しばらく歩くとミス·フレイルが控えていて、彼女に連れられてもともと用意された部屋へ戻る。
『お湯は用意してございますから、まずはお身体を暖めましょう』
半月ぶりというのに、ミス·フレイルは相変わらずストラトス語しか喋ってくれない。その頑固さに苦笑いしながらも、なんだか懐かしく感じた。
「あの……でも。

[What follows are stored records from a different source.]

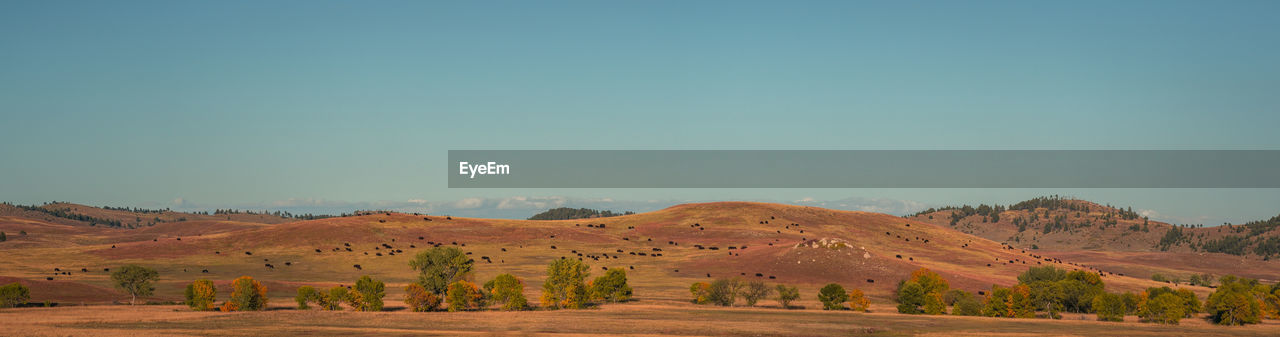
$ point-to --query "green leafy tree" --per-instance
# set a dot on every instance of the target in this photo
(247, 295)
(464, 296)
(702, 292)
(1165, 309)
(1050, 295)
(787, 295)
(1233, 303)
(725, 291)
(201, 295)
(510, 291)
(371, 292)
(136, 281)
(611, 287)
(565, 286)
(439, 267)
(421, 300)
(967, 305)
(14, 295)
(336, 297)
(832, 296)
(306, 294)
(1110, 306)
(754, 291)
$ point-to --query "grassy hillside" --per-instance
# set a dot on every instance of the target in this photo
(663, 251)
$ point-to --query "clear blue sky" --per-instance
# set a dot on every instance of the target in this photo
(269, 104)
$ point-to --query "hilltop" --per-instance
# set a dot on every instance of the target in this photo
(663, 250)
(1069, 224)
(76, 214)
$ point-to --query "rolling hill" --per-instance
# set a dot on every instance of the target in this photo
(663, 251)
(1069, 224)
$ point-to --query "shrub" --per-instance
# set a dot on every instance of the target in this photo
(933, 304)
(1233, 303)
(306, 294)
(14, 295)
(370, 294)
(1165, 309)
(754, 291)
(334, 299)
(611, 287)
(1009, 303)
(702, 292)
(725, 291)
(247, 295)
(858, 301)
(419, 299)
(464, 296)
(786, 295)
(1110, 306)
(439, 267)
(929, 281)
(912, 297)
(832, 296)
(135, 281)
(565, 285)
(201, 295)
(510, 291)
(967, 305)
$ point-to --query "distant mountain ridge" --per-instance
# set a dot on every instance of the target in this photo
(1063, 224)
(571, 213)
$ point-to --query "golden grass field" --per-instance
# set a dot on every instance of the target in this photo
(794, 245)
(639, 318)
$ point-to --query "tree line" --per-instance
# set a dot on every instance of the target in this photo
(570, 213)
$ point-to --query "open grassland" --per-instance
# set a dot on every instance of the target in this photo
(638, 318)
(663, 253)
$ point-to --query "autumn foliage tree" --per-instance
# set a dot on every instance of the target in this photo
(858, 300)
(333, 300)
(1234, 303)
(464, 296)
(370, 294)
(787, 295)
(922, 294)
(702, 292)
(510, 291)
(14, 295)
(832, 296)
(1009, 303)
(306, 295)
(565, 286)
(201, 295)
(611, 287)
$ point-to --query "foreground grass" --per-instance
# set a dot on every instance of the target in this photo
(634, 319)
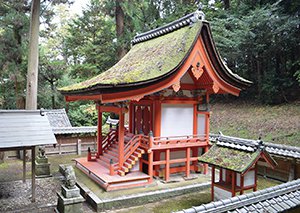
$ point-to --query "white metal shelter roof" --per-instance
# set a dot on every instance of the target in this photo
(24, 128)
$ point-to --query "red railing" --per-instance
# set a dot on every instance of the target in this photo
(109, 139)
(131, 146)
(178, 140)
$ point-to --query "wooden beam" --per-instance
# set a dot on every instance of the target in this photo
(114, 109)
(33, 173)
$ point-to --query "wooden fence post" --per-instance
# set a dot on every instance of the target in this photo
(78, 146)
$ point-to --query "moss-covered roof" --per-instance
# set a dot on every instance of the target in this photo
(232, 159)
(147, 60)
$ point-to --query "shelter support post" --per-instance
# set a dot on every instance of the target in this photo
(212, 182)
(99, 135)
(24, 165)
(121, 139)
(188, 162)
(33, 173)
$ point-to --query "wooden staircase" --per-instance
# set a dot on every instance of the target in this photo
(131, 161)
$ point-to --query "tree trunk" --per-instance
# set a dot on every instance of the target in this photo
(226, 4)
(33, 57)
(121, 51)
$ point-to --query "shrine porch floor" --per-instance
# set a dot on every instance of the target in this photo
(100, 175)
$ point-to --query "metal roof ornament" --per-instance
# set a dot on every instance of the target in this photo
(199, 14)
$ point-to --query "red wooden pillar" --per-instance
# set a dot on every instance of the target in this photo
(99, 135)
(150, 166)
(167, 175)
(121, 139)
(156, 130)
(212, 182)
(255, 176)
(157, 118)
(131, 118)
(221, 175)
(188, 161)
(205, 165)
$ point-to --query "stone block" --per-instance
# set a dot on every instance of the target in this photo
(69, 205)
(70, 193)
(41, 160)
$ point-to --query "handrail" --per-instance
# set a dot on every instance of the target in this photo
(159, 141)
(131, 146)
(109, 139)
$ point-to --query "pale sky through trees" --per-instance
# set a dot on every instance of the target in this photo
(78, 5)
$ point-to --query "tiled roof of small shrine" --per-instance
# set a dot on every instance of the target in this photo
(279, 198)
(271, 148)
(155, 55)
(235, 154)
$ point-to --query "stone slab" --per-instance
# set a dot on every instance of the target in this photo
(70, 193)
(42, 169)
(41, 160)
(69, 205)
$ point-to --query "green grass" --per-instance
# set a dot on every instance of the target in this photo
(189, 200)
(277, 124)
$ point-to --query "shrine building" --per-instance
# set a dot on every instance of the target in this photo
(236, 160)
(162, 85)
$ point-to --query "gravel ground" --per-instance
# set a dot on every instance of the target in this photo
(15, 196)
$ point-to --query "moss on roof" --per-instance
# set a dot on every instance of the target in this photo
(227, 158)
(146, 60)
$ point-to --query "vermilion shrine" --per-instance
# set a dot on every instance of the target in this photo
(163, 83)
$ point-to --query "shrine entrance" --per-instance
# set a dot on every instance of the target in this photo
(142, 118)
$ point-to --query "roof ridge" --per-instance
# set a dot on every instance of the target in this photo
(272, 148)
(170, 27)
(247, 199)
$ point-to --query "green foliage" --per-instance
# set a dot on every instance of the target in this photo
(81, 114)
(259, 40)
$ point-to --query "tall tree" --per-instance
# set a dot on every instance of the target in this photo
(33, 57)
(120, 17)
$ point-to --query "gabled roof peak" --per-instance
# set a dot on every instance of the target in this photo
(189, 19)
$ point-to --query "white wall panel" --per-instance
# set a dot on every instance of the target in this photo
(201, 124)
(176, 119)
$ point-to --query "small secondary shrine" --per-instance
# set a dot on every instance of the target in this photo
(163, 84)
(236, 159)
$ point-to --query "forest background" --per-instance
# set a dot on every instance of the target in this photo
(258, 39)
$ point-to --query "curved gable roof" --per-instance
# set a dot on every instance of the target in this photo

わたし……勝手にこちらへ寄ってしまっただけなのであまり長居は……」
あたしがそう口にした途端、ミス·フレイルはピタリと足を止める。そしてこちらへ向き直ると、ノンフレームのメガネを指で軽く持ち上げ、ギラリと光らせた。
『何をおっしゃっておられるか、わかりかねます。あなた様はバルド殿下のご婚約者であり、お帰りになられるのはディアン帝国縁(ゆかり)の場所のみ。この度はお戻りになられ幸いでございますが、他国の招待へ応ずる場合は必ず事前にご相談ください。理由なき滞在はあまり感心いたしません』
「は……はぁ」
堅苦しいミス·フレイルは全くぶれない。生真面目が服を着たような彼女は、ほんの軽い冗談すら応じてくれないんだよね。
彼女に連れられて部屋に戻った途端、服を剥ぎ取られて悲鳴を上げたけど。そのままバスルームに放り込まれ、熱いくらいのお湯を体にかけられると。自分がどれだけ冷えていたかがわかる。
あたたかいお湯はじんわりと心身を暖めていってくれた。